We know big problems require big solutions. But change almost always starts small, with one person rolling up their sleeves and deciding to go all in. In this episode of Tilted, we talk to two people who did exactly that. Jamie Margolin and Shannon Watts both started grassroots movements aimed at addressing huge environmental and social challenges. They share stories from their early days as activists, tips for starting or joining a movement, and suggestions for driving change in your own life.

More about our guests:

  • Jamie Margolin is a Colombian-American writer, community organizer, and the founder of Zero Hour, an international youth climate justice movement that led the first Youth Climate March in Washington, D.C., and 25 other cities around the world. Youth To Power, her debut book, is a guide to changemaking, with advice on pitching op-eds, organizing successful events and peaceful protests, utilizing media to spread a message, and sustaining long-term action.
  • Shannon Watts is the founder of Moms Demand Action, a grassroots movement of Americans fighting for public safety measures that protect people from gun violence. Moms Demand Action has established a chapter in every state of the country and is part of Everytown for Gun Safety, the largest gun violence prevention organization in the country, with nearly six million supporters. In addition, Shannon is an active board member of Emerge America, one of the nation’s leading organizations for recruiting and training women to run for office.

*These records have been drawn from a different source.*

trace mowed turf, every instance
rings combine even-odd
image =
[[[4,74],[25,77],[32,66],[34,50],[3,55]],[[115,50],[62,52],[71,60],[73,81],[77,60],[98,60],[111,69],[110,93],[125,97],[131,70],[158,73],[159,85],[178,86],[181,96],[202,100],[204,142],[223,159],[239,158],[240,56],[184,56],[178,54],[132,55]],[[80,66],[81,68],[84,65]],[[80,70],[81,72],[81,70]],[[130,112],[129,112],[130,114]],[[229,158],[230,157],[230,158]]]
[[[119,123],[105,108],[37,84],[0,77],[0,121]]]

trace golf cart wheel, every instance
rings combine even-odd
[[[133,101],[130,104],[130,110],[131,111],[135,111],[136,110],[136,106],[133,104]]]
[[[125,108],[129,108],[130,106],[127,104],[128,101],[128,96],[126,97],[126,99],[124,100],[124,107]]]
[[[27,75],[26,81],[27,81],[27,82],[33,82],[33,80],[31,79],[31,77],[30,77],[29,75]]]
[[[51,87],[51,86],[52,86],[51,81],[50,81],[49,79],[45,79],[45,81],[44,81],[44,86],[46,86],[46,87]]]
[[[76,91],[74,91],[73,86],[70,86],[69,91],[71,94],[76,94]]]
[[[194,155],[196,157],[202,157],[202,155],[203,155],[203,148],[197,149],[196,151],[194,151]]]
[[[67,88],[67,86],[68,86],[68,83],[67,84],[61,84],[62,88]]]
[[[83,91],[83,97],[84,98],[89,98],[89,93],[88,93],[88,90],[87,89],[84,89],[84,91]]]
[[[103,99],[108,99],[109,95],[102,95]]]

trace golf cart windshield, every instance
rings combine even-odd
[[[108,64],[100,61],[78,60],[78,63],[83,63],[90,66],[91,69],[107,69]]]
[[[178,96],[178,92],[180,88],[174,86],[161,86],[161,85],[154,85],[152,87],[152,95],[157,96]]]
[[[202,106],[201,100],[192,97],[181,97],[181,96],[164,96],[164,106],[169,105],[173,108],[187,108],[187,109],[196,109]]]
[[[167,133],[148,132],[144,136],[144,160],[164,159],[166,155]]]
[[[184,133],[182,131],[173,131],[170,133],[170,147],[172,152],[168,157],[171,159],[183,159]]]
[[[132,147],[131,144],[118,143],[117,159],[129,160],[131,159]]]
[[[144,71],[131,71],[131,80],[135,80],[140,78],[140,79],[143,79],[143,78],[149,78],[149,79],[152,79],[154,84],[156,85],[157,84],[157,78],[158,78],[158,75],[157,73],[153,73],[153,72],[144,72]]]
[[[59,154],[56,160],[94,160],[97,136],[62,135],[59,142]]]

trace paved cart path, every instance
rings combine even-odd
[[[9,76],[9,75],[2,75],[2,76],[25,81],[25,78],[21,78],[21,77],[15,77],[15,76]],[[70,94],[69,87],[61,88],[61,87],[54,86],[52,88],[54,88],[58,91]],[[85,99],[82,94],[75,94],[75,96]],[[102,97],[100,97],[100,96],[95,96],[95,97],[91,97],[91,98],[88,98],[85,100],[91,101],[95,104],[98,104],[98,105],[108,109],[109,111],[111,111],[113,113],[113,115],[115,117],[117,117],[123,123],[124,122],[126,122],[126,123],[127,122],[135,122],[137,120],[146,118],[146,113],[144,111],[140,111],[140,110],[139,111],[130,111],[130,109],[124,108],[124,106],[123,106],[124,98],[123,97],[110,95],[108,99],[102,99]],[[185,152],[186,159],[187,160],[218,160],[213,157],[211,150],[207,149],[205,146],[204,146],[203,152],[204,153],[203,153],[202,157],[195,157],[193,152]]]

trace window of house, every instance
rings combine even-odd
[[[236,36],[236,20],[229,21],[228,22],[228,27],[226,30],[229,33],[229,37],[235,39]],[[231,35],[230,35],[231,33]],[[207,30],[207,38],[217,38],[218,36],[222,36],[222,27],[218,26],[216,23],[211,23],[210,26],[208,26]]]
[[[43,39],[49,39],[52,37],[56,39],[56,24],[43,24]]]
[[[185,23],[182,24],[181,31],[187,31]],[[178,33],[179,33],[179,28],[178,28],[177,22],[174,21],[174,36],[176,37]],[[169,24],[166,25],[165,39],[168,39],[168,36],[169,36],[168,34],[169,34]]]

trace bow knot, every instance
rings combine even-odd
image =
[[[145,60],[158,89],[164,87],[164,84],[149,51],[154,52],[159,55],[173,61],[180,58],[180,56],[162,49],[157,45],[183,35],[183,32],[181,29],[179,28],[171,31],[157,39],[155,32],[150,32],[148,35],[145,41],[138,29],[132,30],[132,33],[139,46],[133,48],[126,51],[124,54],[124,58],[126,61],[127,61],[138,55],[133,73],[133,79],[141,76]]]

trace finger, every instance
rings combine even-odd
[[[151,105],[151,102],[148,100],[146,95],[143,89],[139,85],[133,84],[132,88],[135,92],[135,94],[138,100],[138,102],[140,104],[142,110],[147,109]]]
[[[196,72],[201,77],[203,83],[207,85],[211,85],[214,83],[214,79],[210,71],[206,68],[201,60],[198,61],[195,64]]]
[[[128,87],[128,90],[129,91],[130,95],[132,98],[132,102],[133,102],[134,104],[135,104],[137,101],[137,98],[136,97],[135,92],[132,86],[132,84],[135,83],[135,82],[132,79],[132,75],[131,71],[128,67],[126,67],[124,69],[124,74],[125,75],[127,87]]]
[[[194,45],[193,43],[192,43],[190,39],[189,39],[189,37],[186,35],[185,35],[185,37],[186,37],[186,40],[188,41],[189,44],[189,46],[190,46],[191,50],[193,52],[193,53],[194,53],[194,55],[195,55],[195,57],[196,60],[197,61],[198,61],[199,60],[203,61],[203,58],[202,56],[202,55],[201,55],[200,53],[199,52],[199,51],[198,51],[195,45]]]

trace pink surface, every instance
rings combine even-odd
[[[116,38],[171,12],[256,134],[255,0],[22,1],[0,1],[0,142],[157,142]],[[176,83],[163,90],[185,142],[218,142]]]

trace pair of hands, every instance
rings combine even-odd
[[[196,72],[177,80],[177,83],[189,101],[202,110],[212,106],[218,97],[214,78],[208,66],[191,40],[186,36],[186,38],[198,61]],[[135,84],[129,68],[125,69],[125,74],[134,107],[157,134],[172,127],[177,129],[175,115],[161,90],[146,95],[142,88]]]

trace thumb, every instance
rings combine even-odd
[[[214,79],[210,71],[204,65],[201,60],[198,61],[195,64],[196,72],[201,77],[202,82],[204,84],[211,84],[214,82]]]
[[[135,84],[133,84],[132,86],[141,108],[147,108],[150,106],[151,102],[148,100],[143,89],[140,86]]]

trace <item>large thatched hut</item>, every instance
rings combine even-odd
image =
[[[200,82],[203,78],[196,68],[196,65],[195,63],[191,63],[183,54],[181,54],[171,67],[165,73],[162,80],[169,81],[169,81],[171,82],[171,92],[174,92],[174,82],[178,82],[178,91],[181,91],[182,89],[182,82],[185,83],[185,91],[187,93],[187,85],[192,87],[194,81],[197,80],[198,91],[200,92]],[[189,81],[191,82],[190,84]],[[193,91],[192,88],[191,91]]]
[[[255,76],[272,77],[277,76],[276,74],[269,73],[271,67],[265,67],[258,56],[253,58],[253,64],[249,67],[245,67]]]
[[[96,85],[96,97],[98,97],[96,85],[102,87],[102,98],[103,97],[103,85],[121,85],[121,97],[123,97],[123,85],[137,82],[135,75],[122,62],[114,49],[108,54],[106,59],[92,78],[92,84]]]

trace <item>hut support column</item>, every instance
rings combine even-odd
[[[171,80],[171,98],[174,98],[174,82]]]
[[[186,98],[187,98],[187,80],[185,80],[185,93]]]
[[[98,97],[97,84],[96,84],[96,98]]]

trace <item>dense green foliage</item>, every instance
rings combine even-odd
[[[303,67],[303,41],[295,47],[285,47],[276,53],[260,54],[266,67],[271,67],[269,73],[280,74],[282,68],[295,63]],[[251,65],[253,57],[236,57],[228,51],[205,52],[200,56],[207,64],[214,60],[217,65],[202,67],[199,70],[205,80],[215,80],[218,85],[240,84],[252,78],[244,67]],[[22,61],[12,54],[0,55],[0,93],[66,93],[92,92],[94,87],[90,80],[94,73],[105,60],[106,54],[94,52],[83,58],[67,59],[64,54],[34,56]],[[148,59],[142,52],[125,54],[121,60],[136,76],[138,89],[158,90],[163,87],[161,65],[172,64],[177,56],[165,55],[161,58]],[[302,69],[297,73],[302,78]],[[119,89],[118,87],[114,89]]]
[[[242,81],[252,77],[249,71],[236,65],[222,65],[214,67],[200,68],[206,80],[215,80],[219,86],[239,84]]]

A few things you’ll learn:

  • Pinpoint your “why.” What makes this issue important to you? What’s your vision for a better future? As Jamie said, you need to hold on to that—it’s easy to lose sight of it in the day-to-day work of building a movement.
  • Apply the skills you already have. If you’re an artist, scientist, marketing expert, or computer whiz, share those skills and find a way to use them in service of the movement.
  • Take care of yourself, and ask for help. Driving change doesn’t have to be a solo effort. Find other people who share your passion, whose skills complement yours, and who can take the baton when you need a break.

Discussion starters

Whether you’re listening to this episode with friends or your Circle, these questions are designed to help you dig deeper into the topic of creating change in your community.

  • Name one or more causes you care about, and “pinpoint your why”—why is this issue important to you personally, and what’s your vision for a better future?
  • Take inventory of your skills, and think about how you might be able to use them as an activist. What are some unique things you could contribute to a movement?